Put It In Perspective

DiSandro says she learned to really think about the relative importance of her actions as her family increased. "When my first child was born I immediately called the White House and announced that a president was born, but with each child you learn to lower your expectations," she says. "When my third child was born, I called Domino's and ordered a pizza. My third knew that when she put her tooth under her pillow it could take a week to ten days for the Tooth Fairy to show up. All moms make these kind of mistakes, and most of them aren't life-changing or life-damaging. You don't have to have the perfectly clean house to raise a successful, happy child."

Play Around

Make everyday activities like grocery shopping fun by turning it into a game, suggests DiSandro. She says moms are often too worried about the end goal, like quickly getting everything on the list or taking the most efficient route through the clothing store. Instead, ask your kids to find all the items on your list that start with "A" or let them race to see who can pick out produce first. "Find some fun in it and don't always just have it as something to check off your to-do list," she says. "You can even take the fun out of going to the zoo if you're too focused on making sure you see everything. Don't rush your kids past the lions so you can see five more animals if your kid is fascinated by the lion pooping."

Accept Imperfection

"Don't be too hard on yourself," Howard says. "Parenting is really hard work, and we're not prepared for it as a society and a culture, and as joyous and challenging as it is, I think that as women we're really hard on ourselves and that induces a lot of feelings of guilt and shame and inadequacy, when really we're doing the best we can, and that's enough."

Laugh A Little

"I always try to find a way to connect humorously with my kids," DiSandro says. "Too often we get all uptight about their games. " Her kids can recite movie lines like crazy. And sometimes it's a little annoying, but she says if we can tap into that and find the humor in it with our kids, and appreciate the gift of being able to recite movie lines and have fun with them about it, that's one way to love them.

Give Yourself A "C"

DiSandro works with a lot of moms who want to earn an "A" in every category, but she says it's important to allow yourself to receive a "C." "So if we get a C at meal-planning or housework or laundry, or even the fact that when we want to teach our child a lesson and it comes out wrong and we end up lecturing them or yelling at them, let me just tell you that every mother yells and that's part of being a mother," she says. "Now, does that mean that that's what we want to strive for?
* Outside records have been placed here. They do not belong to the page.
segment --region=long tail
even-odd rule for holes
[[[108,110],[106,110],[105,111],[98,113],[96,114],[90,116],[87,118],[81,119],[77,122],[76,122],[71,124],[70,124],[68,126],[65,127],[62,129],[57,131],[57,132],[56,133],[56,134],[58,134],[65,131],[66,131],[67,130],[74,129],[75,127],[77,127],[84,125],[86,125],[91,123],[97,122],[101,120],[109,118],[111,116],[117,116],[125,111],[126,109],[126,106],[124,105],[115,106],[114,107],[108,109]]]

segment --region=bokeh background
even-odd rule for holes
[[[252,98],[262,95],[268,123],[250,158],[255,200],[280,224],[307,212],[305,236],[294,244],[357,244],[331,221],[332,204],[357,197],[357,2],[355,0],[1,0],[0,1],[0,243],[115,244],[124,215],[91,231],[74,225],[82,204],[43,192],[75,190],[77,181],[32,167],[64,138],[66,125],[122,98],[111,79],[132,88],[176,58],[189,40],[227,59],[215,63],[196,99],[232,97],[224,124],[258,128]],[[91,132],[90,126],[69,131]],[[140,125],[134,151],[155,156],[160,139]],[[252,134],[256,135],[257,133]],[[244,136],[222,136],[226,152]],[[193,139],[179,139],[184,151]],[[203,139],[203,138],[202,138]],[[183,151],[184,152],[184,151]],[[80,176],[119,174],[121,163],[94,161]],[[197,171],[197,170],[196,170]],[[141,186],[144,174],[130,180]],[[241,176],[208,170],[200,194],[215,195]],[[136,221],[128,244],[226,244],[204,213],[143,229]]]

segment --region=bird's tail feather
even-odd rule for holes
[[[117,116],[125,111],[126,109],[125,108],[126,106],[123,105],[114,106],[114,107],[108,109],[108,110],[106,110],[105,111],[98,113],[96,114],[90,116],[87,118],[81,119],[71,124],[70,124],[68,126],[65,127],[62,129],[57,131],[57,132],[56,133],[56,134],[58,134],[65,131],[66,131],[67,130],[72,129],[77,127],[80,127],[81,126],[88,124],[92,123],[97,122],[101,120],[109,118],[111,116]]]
Of course not. But what if we strive not to yell and we earn a C at it, sometimes we miss our mark and sometimes we don't." DiSandro found this to be a more realistic, fun way to approach life and motherhood. Let yourself and your kid off the hook for perfectionism and you'll have a lot more fun and you'll have a lot more success.

Forge Your Own Path

No matter how much advice you receive or how many friends or books you consult, Howard says it's crucial to realize that motherhood is an incredibly unique journey for each mother.

"There are lots of pat formulas but not one thing is going to work for everybody," she says. "I think everyone has to go through their own process of figuring out what their biggest struggle is and ways to solve it. I think you have to find your own way to making the best of every day."